In our series, new renal stones occurred very rarely. This is striking if we compare these results both with the stone incidence recorded in our group of patients in the 3 years preceding the study and with the renal stone incidence observed in a large cohort of previously described patients [5]. In the only patient treated surgically during our study, no stone relapse was observed in the following 12 months, probably due the low urine free-cystine levels maintained after surgery.

One patient developed proteinuria after 6 years of treatment with alpha-mercaptopropionyl glycine, during which period no stone had occurred. This patient was withdrawn from the study. Five months afterwards, a new stone appeared.

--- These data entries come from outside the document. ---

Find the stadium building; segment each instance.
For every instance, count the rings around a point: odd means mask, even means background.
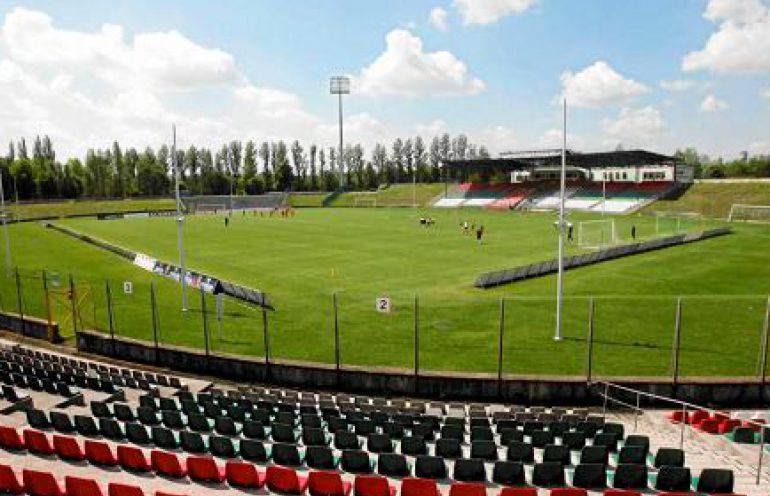
[[[646,150],[566,152],[570,210],[629,213],[685,188],[693,170]],[[437,207],[549,210],[559,205],[561,150],[508,152],[500,158],[451,160]]]

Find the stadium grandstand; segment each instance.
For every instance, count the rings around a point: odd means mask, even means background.
[[[565,208],[630,213],[692,183],[692,169],[674,157],[645,150],[566,151]],[[500,158],[452,160],[447,186],[434,206],[553,210],[560,203],[561,150],[509,152]]]
[[[595,384],[593,408],[349,395],[4,339],[0,381],[6,494],[758,496],[770,484],[756,464],[770,411],[616,409],[654,395],[610,383]]]

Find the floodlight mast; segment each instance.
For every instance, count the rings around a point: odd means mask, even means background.
[[[337,95],[339,102],[339,126],[340,126],[340,148],[337,155],[337,167],[340,174],[340,188],[345,186],[345,170],[342,150],[342,95],[350,94],[350,78],[347,76],[333,76],[329,80],[329,92]]]
[[[556,334],[554,341],[561,341],[562,307],[564,303],[564,194],[567,181],[567,99],[564,99],[564,127],[562,130],[561,174],[559,185],[559,271],[556,276]]]
[[[187,311],[187,267],[184,252],[184,215],[182,215],[182,199],[179,195],[179,166],[176,158],[176,124],[171,125],[171,164],[174,167],[174,191],[176,193],[176,225],[177,241],[179,244],[179,282],[182,284],[182,311]]]
[[[11,261],[11,236],[8,234],[8,212],[5,211],[5,190],[3,189],[3,170],[0,169],[0,212],[3,214],[3,236],[5,237],[5,275],[13,274]]]

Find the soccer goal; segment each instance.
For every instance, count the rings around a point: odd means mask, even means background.
[[[578,246],[581,248],[605,248],[617,243],[615,219],[584,220],[578,224]]]
[[[377,206],[377,198],[365,198],[361,196],[357,196],[355,201],[353,202],[354,207],[376,207]]]
[[[730,207],[729,222],[770,222],[770,205],[747,205],[733,203]]]
[[[224,203],[199,203],[195,206],[196,214],[215,214],[227,211],[227,205]]]

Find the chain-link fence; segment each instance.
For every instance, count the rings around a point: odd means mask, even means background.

This is the first time that medical treatment of cystinuria has been adjusted prospectively on the basis of urine free-cystine levels. In children the treatment had to be individualised, as the dosage varied from patient to patient due to different ages and sizes. In our patients a definite correlation between body weight and required dose was observed: younger children required a much higher dose per kilogramme of body weight than older children. We did not perform a pharmacokinetics study, and, therefore, we are unable to say whether this is due to lower absorption or faster clearance (as occurs for several other drugs) of the treatment employed.

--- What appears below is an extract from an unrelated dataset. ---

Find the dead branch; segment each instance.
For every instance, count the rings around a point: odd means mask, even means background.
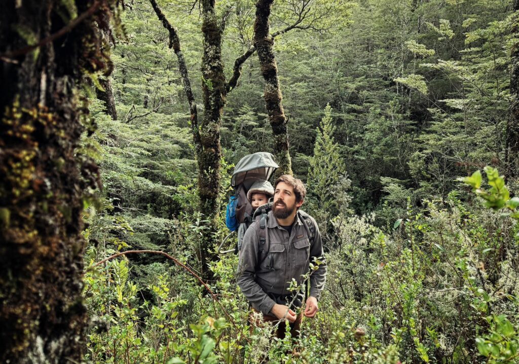
[[[240,330],[239,329],[238,329],[238,327],[237,326],[236,323],[234,319],[233,318],[233,316],[231,316],[230,314],[229,314],[229,313],[227,312],[227,310],[225,310],[225,309],[222,305],[222,303],[220,303],[220,301],[218,301],[218,298],[216,297],[216,295],[214,294],[214,292],[213,292],[213,291],[211,289],[211,288],[207,285],[207,284],[206,283],[206,282],[203,282],[203,280],[200,277],[200,276],[197,274],[196,273],[195,273],[192,269],[189,268],[185,264],[179,261],[176,258],[172,257],[165,251],[162,251],[160,250],[127,250],[126,251],[121,251],[120,253],[114,254],[113,255],[111,255],[108,258],[105,258],[102,260],[101,260],[98,262],[97,263],[92,265],[90,265],[87,269],[87,271],[88,271],[89,270],[92,270],[93,268],[95,268],[97,267],[99,267],[99,265],[101,265],[103,263],[105,263],[108,260],[111,260],[114,258],[117,258],[118,257],[120,257],[123,255],[126,255],[127,254],[158,254],[159,255],[163,256],[166,258],[167,258],[170,260],[172,260],[175,264],[181,267],[181,268],[183,269],[184,270],[185,270],[188,273],[189,273],[189,274],[195,277],[195,278],[196,278],[197,280],[199,282],[200,282],[200,284],[203,286],[203,287],[206,288],[206,289],[207,290],[207,291],[209,292],[209,294],[210,294],[211,297],[212,297],[213,301],[218,304],[218,305],[220,306],[220,308],[222,309],[222,310],[223,311],[224,313],[225,314],[225,316],[227,317],[229,320],[233,324],[233,325],[234,326],[235,328],[236,328],[237,330],[238,330],[239,331],[241,332],[241,330]],[[249,343],[250,343],[250,342],[249,341],[249,339],[247,338],[245,338],[245,339],[247,340],[247,341],[249,342]]]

Regular monitoring is therefore needed to personalise treatment, at least in children. It also has other advantages: the attending physician can assess patient compliance, and the patient can judge the effectiveness of the treatment. It may be easier for a patient to accept long-term treatment if the result is immediate, e.g. a “satisfactory” urine free-cystine level instead of a potential future reduction in the likelihood of renal stone recurrence.

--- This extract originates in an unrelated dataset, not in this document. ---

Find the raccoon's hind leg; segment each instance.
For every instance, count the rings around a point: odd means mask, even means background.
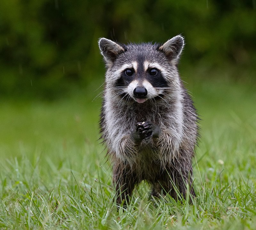
[[[193,187],[192,171],[184,169],[182,168],[179,169],[173,168],[166,169],[165,172],[160,178],[153,183],[150,195],[159,197],[160,195],[165,195],[168,193],[175,200],[178,199],[180,195],[186,199],[188,184],[190,194],[194,197],[195,195]],[[177,194],[177,190],[179,195]],[[189,197],[189,201],[191,201]]]
[[[129,203],[129,196],[139,182],[137,177],[134,172],[132,172],[129,164],[120,161],[116,163],[113,167],[113,184],[116,193],[116,203],[120,204],[123,200],[124,201],[124,206],[126,204],[126,200],[127,204]]]
[[[192,197],[195,196],[193,185],[192,166],[186,165],[178,168],[173,167],[167,169],[165,177],[163,181],[163,187],[173,198],[176,200],[179,198],[179,196],[176,192],[178,190],[180,195],[186,199],[187,185],[188,185],[190,195]],[[173,186],[175,186],[175,188]],[[190,202],[191,201],[190,196],[189,200]]]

Side effects of cystine-binding drugs are not rare and constitute a severe limitation to their prolonged use. In our series adverse events requiring the withdrawal of treatment occurred in three patients (14%). They should be considered second-line treatments in cases where urine dilution and alkalisation alone are not effective.

Cystinuria is a disease of long duration, and our results might show less success over time with regard to patient compliance and to the possible occurrence of adverse side effects leading to withdrawal from medical treatment.

In conclusion, however, our data confirm that conservative medical management of cystinuria is feasible. Treatment must be personalised, at least in children. In order to reduce the risk of early relapse after surgical treatment it is mandatory, in our opinion, to obtain a low urine free-cystine level before performing any invasive procedure to remove stones in patients with cystinuria.